The new deal allows for only so many living areas to be listed at one time in multi-unit residences. Exactly how that’s going to work remains a mystery. Unless you ask your neighbors who’s scheduled to rent out their apartment on which days how will you know, and what’s more how will the city police this?
Intended to give Chicago citizens a greater say in how residences are used, the new restrictions require short-term renters to register every listed unit with the city. The size of the building determines the exact limits they have to abide by. Those with five units or less can only list one at a time, while larger complexes can only list six apartments or 35 percent of the total, whichever is less. Areas with single-family homes can petition to ban short-term rentals outright in their area or restrict it to the “primary residences” of the listed properties. Naturally, that petition can be petitioned.
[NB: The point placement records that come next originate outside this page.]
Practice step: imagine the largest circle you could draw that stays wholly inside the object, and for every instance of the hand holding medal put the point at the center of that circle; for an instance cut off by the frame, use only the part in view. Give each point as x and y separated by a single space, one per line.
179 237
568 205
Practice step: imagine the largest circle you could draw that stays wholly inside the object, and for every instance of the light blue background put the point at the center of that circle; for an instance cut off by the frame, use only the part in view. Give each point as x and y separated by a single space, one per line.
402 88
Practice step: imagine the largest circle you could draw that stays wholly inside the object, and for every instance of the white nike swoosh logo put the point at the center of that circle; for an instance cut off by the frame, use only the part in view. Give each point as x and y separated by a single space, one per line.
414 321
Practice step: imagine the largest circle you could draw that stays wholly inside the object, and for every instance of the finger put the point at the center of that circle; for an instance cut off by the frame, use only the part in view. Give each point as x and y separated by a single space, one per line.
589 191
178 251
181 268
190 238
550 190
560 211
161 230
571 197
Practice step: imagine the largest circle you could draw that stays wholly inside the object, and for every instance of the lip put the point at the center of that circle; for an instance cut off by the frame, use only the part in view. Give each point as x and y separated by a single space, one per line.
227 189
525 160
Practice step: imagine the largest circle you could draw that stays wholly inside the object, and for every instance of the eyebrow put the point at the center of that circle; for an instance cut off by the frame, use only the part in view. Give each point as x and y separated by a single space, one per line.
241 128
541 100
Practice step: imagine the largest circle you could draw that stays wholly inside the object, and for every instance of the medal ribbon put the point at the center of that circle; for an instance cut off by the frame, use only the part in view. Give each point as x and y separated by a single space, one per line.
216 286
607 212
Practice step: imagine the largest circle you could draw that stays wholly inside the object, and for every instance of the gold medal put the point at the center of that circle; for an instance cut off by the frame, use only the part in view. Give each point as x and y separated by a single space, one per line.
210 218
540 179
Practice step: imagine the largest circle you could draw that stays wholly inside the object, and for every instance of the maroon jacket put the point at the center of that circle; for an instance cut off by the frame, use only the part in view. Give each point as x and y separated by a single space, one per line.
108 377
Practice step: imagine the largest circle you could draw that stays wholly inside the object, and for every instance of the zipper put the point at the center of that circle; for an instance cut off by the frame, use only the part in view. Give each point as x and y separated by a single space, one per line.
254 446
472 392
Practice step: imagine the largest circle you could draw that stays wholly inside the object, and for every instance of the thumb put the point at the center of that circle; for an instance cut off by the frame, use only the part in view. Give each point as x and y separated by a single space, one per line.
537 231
The different companies like Airbnb will be required to pay fees to the city including a $10,000 annual operating license, along with a $60 charge for each Chicago address listed on sites. In addition, the city will also take a 4 percent tax on every rental, which goes to homeless services.
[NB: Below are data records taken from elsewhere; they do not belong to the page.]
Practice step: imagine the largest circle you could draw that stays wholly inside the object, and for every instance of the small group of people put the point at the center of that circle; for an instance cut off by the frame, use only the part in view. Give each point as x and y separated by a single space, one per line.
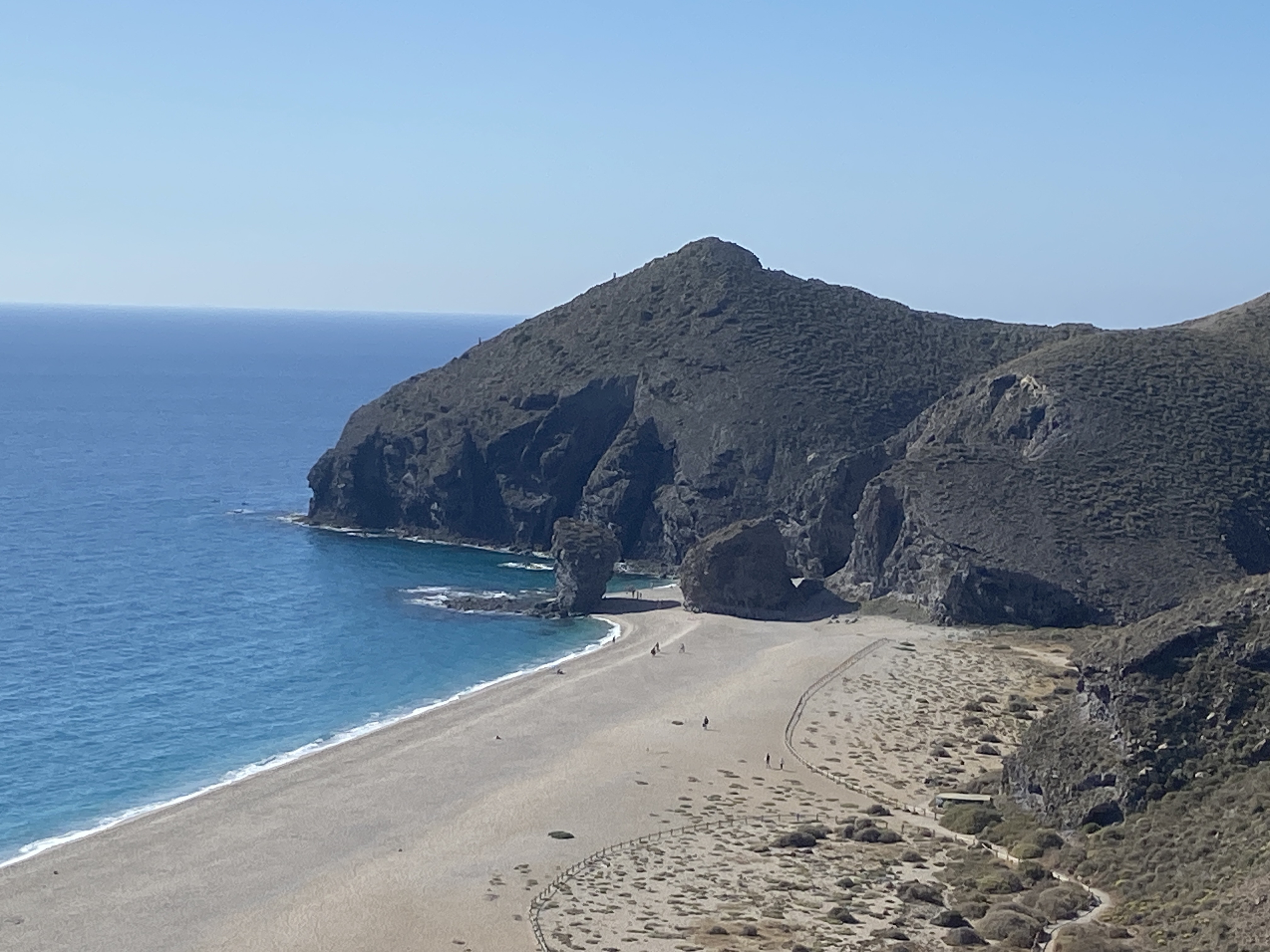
657 649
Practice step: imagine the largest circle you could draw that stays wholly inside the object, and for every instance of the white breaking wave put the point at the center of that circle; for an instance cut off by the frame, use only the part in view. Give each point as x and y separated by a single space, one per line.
441 596
270 763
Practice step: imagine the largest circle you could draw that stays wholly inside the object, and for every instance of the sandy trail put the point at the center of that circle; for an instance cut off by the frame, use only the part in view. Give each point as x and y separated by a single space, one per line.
432 833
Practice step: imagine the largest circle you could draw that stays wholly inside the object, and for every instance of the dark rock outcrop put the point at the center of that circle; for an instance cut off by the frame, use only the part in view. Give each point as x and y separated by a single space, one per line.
740 570
1180 696
666 404
1099 479
585 557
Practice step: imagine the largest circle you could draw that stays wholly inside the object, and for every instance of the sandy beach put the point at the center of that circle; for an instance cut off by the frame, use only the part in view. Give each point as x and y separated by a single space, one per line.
433 833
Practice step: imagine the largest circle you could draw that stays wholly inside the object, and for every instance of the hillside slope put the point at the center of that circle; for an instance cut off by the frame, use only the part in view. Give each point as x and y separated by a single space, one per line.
668 403
1098 479
1169 728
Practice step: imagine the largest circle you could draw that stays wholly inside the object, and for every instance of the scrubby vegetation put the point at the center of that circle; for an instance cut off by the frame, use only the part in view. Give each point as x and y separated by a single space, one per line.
1192 871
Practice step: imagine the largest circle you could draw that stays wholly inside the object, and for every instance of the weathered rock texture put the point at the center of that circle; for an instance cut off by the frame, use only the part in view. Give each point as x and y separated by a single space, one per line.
1180 696
666 404
585 557
1096 479
740 570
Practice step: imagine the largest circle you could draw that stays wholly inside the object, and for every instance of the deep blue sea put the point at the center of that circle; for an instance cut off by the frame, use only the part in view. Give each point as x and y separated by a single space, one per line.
163 627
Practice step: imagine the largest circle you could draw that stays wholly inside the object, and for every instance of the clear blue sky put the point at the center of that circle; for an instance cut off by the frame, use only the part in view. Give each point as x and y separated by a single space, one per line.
1103 162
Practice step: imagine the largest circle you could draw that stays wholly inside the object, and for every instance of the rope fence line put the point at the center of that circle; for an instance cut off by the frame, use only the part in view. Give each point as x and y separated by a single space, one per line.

Supporters of the measure’s including Mayor Rahm Emanuel, affirm that the incoming funds will make up for the inconvenience. Of course that will all depend on how well they follow up with regulation.
It makes sense that the city wouldn’t let go of what is a growing industry. And Chicago is one of the best markets in the country for people who rent out their condos through Airbnb.
Though Airbnb has stirred up a of regulatory piranha feast and tax issues in Chicago and other cities, it has created a business opportunity for homeowners that didn’t exist before the Internet.
A two-bedroom Chicago home rented through Airbnb generates an expected annual profit of $24,175, according to an analysis by SmartAsset, a New York-based financial advice firm. Chicago ranks third in the nation in profitability potential among the 15 cities included in the analysis, after San Diego, at $31,481, and Miami, at $28,696.
Founded seven years ago, Airbnb has grown to become the top vacation-rental website in the country, with more than a million rooms available around the globe, more than hotel chains such as Hilton and Marriott International. It offers about 2,800 homes or rooms in Chicago, and growing.
It is estimated that the average expected annual profit among the 15 cities assessed by SmartAsset was $20,619. So granted the profit margin isn’t enough to quit your day job. To profit many ‘professional’ Airbnb hosts rent multiple properties,” according to the report.
The question is, how will the new regulations requiring an annual operating fee of $10,000 impact the industry’s growth and or enthusiasm of would-be Airbnb property owners.
Using data provided by Beyond Pricing, a service that helps short-term rental owners set prices, SmartAsset calculated an expected profit for two-bedroom homes in each city by subtracting estimated annual expenses, including rent, from an annual rental revenue figure.
Chicago’s expected profit was based on a two-bedroom nightly rate of $184, annual expected revenue of $47,525 and estimated expenses of $23,349.
The report also calculated that single-room rentals in two-bedroom homes, determining that they can help Airbnb hosts cover their own monthly rent but aren’t a source of profit. In Chicago, single-room rentals generate enough expected revenue to cover 93 percent of a host’s monthly rent. That’s the third-highest percentage among the 15 cities, after Houston, at 106 percent, and Philadelphia, 94 percent.
Obviously the full apartment rentals are the way to go, because they rent higher than those for single rooms and income after expenses ranged from $15,000 to $31,000 according to the report.
All this was before the passing of the new regulations earlier this week.